Nas línguas derivadas o latim, a palavra compaixão significa que não se pode olhar o sofrimento do próximo com o coração frio (...) Uma outra palavra tem mais ou menos o mesmo significado: piedade ( em inglês pity, em italiano pietà, etc.)"
O trecho acima foi transcrito do livro da minha vida, claro, A insustentável leveza do ser, de Millan Kundera. O exemplo literário, claro, é só para confirmar meu amor por esta obra e mostrar sua pluralidade, mas a piedade está acima dos conceitos formados. Não precisa ler para saber o que é.
Não quero ter olhos indiferentes diante da dor de ninguém nem esconder de mim minha auto-piedade, quando ela ocorrer.

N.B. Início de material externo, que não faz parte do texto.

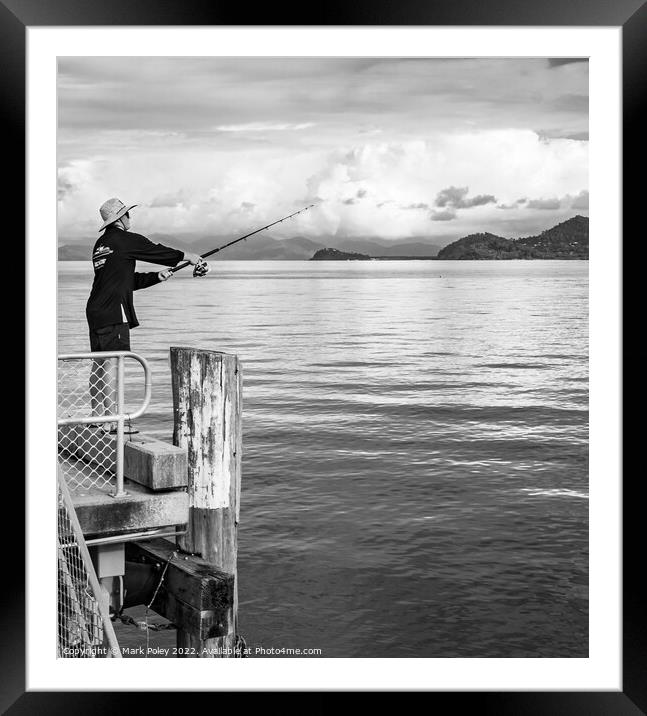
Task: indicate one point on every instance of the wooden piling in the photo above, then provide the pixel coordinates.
(207, 408)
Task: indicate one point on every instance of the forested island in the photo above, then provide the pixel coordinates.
(337, 255)
(568, 240)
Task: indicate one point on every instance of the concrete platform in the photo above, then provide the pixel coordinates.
(100, 514)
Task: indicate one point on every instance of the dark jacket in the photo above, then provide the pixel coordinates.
(115, 278)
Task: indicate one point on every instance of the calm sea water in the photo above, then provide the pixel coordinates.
(415, 470)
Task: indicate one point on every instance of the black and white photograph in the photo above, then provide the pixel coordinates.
(323, 357)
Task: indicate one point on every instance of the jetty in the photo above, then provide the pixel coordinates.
(142, 521)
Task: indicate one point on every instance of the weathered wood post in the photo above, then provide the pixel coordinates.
(207, 407)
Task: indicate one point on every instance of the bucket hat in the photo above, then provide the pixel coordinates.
(112, 210)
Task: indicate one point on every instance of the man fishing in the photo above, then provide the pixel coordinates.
(109, 310)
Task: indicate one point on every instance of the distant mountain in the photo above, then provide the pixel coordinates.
(336, 255)
(264, 247)
(568, 240)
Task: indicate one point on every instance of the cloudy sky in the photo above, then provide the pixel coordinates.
(385, 147)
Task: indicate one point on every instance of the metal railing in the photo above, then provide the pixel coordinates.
(84, 626)
(92, 417)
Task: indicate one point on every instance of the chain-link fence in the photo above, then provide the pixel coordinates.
(91, 418)
(84, 626)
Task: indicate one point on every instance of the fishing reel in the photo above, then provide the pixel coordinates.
(201, 268)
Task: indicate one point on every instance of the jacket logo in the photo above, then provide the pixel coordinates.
(101, 250)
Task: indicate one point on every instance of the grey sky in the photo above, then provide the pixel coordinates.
(207, 143)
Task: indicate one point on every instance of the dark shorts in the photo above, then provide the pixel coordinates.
(110, 338)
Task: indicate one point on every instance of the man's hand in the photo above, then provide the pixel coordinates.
(200, 269)
(192, 258)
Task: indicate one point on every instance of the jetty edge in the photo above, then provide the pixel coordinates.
(168, 539)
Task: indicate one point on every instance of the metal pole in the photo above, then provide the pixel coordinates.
(119, 446)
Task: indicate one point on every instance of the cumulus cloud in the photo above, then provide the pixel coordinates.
(581, 201)
(544, 204)
(166, 201)
(447, 215)
(559, 61)
(264, 127)
(456, 197)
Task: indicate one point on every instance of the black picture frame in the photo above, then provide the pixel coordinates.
(17, 15)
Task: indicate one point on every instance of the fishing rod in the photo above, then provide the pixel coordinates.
(184, 264)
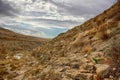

Couraças de proteção anti-sentimental todo mundo usa. Se não usasse, também, não sobreviveria a uma ida na esquina nem a um instante parado no semáforo, mas deixemos de exagero que a gente sabe muito bem em que lugar se encontra o assunto agora!
Não lembro que teórico ao certo, mas desconfio que foi o Edouard Glissant quem escreveu que é preciso defender o oprimido, que não se deve ter vergonha de defender o mais fraco, de se apiedar e de se compadecer da dor do outro. Eu apenas concordo, porque não tenho os argumentos elaborados para endossar com maior firmeza este pensamento de que também comungo.
Outras coisas de que sou menos capaz, aprendo com Ilmara Valois, a exercitar e a compensar, nas coisas que ela não me diz, mas que me ensina com maestria e afinco, como cabe a um bom mestre a uma pessoa sábia:que é preciso prescindir da espera pelas desculpas por parte do outro, porque estas desculpas não virão sob a forma de palavras, mas de gestos e que, por isso, eu não cobre mais: aquilo ali é o máximo a que a pessoa pode chegar.
Está bem, amiga: aprendi. Não sei se perdoei, mas aí é falta de prática de minha parte, mas superei...
Eu também fui cobrada e entendi que não poderia dar o que não tenho. No segundo caso, entendi que a outra pessoa só tinha mesmo aquilo para dar - aquele era seu pedido de desculpas, era seu sinal de que havia visto seus enganos, sua injustiça para comigo. Tudo bem. Valeu o gesto: era tudo o que ela tinha para me dar. Aceitei sem orgulhos, como aceito o que você me ensina.